Thursday, June 18, 2009

Steroids in baseball? Man, that's old news!

Everyone remembers where they were when Mark McGwire broke Roger Maris's single season home run record in 1998. That summer, Big Mac and Slammin Sammy Sosa brought the fans back to baseball in droves and made the sport relevant again. Very timely for a sport that had lost a significant portion of it's fan base when a labor dispute led to the cancellation of the 1996 World Series. That's right, a CANCELED World Series! Baseball had long been known as "The National Pastime", but many feel the NFL has stripped them of that title. The NFL has brilliantly marketed their product and through that, gave their players the same type of iconic status that baseball had given to Aaron, Ruth, and Mays. There was a changing of the guard. How could baseball keep up? More importantly, how could owners continue to make money? The answer was as simple as a universal truth: "Chicks dig the long ball".

The strike in 1996 was the catalyst for MLB owners to turn a blind eye to some obvious cheating. MLB's inability to police themselves caused this problem to grow exponentially. By the late 1990's the actual number of players on "the juice" grew by the week. Once players saw the country embrace the "Chase for History" in Summer of 98, why wouldn't they feel like it was acceptable and even necessary. But I'm not sure if they (MLB owners and the Commissioner) wouldn't do just a few things differently if they had another chance. The fall-out from this era can be felt on nightly broadcasts of Sportscenter and on sports talk-radio all over the country. It became obvious to anyone with common sense that the games biggest stars had cheated.
So what did MLB lose by turning a blind eye to 'roids for the sake of filling seats? Well for starters, the record book is now a joke. The most hallowed records in the game, the single season home run mark and the all-time home run mark, now belong to an accused and federally indicted steroid user in Barry Bonds. You also had the Mitchell Report released in 2008 which led to Roger Clemens looking like a complete knucklehead on Capitol Hill. He was literally lying through his teeth. The biggest names in the game made this list. Bonds, Clemens, McGwire, Rafael Palmeiro, Sammy Sosa, and the most heart-breaking of all, Benito Santiago (OK not really). It's really hard to say who looked worse. Clemens straight up lying, McGwire not wanting to talk about the past, or Sammy Sosa's sudden need for the help of an interpreter.

If you think that the owners and the MLB front office, including commissioner Bud Selig weren't aware this was happening, you are delusional. Typically people don't put on 40 or 50 lbs of muscle mass in their late thirties. Now keep in mind, this problem goes back even before Canseco and McGwire were hanging out in the late 80's, injecting each other in a dingy bathroom stall at the Oakland Coliseum. Steroids have always been around, but it didn't hit mainstream acceptability in baseball until the mid-nineties. Bottom line is we will never know how many players actually took juice.

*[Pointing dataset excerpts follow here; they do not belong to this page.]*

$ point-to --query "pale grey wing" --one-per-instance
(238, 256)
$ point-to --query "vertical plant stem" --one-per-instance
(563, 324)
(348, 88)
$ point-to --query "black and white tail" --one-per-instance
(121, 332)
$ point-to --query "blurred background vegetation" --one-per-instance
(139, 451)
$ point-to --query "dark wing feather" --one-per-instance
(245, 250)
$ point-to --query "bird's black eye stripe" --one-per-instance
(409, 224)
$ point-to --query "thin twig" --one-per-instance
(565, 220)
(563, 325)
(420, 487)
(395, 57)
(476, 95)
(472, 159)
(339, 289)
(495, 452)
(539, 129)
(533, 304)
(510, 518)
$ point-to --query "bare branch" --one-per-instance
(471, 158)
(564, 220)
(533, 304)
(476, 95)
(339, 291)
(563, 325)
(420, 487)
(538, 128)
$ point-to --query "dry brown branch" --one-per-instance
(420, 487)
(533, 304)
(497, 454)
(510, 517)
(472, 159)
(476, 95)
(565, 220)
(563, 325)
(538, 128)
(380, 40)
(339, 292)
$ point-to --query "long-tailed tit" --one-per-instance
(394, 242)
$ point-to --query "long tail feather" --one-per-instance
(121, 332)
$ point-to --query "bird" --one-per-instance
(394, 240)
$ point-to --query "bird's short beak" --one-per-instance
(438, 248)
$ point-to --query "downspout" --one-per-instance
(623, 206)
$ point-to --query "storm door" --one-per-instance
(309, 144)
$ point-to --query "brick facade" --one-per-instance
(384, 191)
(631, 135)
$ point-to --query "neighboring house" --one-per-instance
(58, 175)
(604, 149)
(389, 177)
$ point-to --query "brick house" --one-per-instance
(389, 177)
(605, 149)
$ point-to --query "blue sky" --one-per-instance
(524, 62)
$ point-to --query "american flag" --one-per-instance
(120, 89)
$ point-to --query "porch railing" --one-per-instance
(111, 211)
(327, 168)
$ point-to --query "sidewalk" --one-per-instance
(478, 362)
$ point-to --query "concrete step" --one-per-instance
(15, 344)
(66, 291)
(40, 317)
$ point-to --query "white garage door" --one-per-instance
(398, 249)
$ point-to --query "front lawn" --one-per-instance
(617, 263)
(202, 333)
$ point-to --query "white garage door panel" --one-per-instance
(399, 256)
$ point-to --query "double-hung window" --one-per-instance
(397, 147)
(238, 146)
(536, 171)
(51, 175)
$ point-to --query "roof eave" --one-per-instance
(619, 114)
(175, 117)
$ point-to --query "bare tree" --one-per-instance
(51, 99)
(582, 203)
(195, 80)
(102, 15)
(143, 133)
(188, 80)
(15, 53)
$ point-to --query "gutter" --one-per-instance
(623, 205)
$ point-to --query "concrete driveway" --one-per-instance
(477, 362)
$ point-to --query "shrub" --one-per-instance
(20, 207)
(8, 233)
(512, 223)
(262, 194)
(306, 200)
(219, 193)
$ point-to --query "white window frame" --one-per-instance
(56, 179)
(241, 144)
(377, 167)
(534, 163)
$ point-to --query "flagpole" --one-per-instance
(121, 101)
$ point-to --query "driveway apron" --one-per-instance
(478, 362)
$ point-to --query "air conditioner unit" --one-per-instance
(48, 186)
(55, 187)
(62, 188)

However, with no testing in place for so long and the acceptance of 'roids in the culture of baseball, the numbers may be staggering. Mr. Rat, Jose Canseco puts that number at around 75% in the "Golden Age of Steroids".

When it was reported earlier this month that Sammy Sosa tested positive for juice in 2003, it was framed on ESPN as "breaking news". Hardly. Baseball won't be able to put this behind them anytime soon and the owners and Bud Selig have themselves to blame. They sacrificed integrity to put butts in seats and make some cash. And as long as baseball icons like Manny Ramierez keep testing positive for juice, this problem isn't going away. What about the record book? What about the Hall of Fame eligibility of accused steroid users? Bud Selig would be well served to make some kind of ruling on this, however controversial. It would appear if it is left to the Sports Writers, if you are presumed dirty, you aren't going to the HOF. Just ask Big Mac. Once Barry Bonds "officially" retires, he and Clemens will be on the clock counting down to when they become eligible for the HOF. Once thought to be HOF locks, they now appear to be long-shots. Hey Commish, rap your arms around this thing. You made your bed, now lie in it. Bottom line, if the media insists on revealing steroid users one at a time, this is going to be an even longer process. Won't that be exiting! Not really.